叶ってはいけない夢
叶ってはいけない夢
久々の、休み。一人でピアノを弾くことが許される時間。それも、誰の嫌味も文句も聞かずに静かな防音室で。
ずっと、弾いていたいと思う。勉強は好きじゃなかった。家庭教師の仕事も、会社で働くのだって、本当は好きじゃない。
音楽で生きていくこと。叶わぬ願いだと諦めてきた。今更だと言い聞かせてわざと楽典にも手を付けていない。引っ越してきて、夜中にこの防音室で弾く度、微かに夢を見てしまう。
ピアノを始めたのは五歳の時。才能があると言われて気持ちよく伸びていった。
『セラちゃんの演奏は癒されるわあ』
発表会に来て、そう言ってくれる人も少なくなかった。両親が離婚してからも、ピアノは続けていた。だが幼いながらも家事を手伝ったり、働き始めたことにより練習時間は愚か、発表会やコンクールに出る余裕などなくなった。先生のところに行けるのなんて年数回。それ以上行くのは贅沢だと思った。私の趣味に、そんなお金はかけられない。それならせめてライをどこかいい学校へ。そう、思っていた。
だけど気づけば環境は変わっていた。ライは就職先が決まり、家も移り、以前ほど働かなくていい環境。日が経つに連れ感じる実感は、喜びと罪悪感をセラの元へと運んできた。

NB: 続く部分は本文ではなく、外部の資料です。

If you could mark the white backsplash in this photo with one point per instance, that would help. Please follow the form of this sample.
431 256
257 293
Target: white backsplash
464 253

こんな中途半端になるくらいなら働いた方がいい。そう思った。
自分なりに熱心に仕上げたレポートは使い物になるだろうか。もしならなくてもお情けで置いてもらうぐらいならほかで仕事をして、レオに会えなくてもいいとすら思った。
レオは、セラの生活を変えてしまった。純粋な愛を持ってしてくれる彼の好意が有難くて、息苦しかった。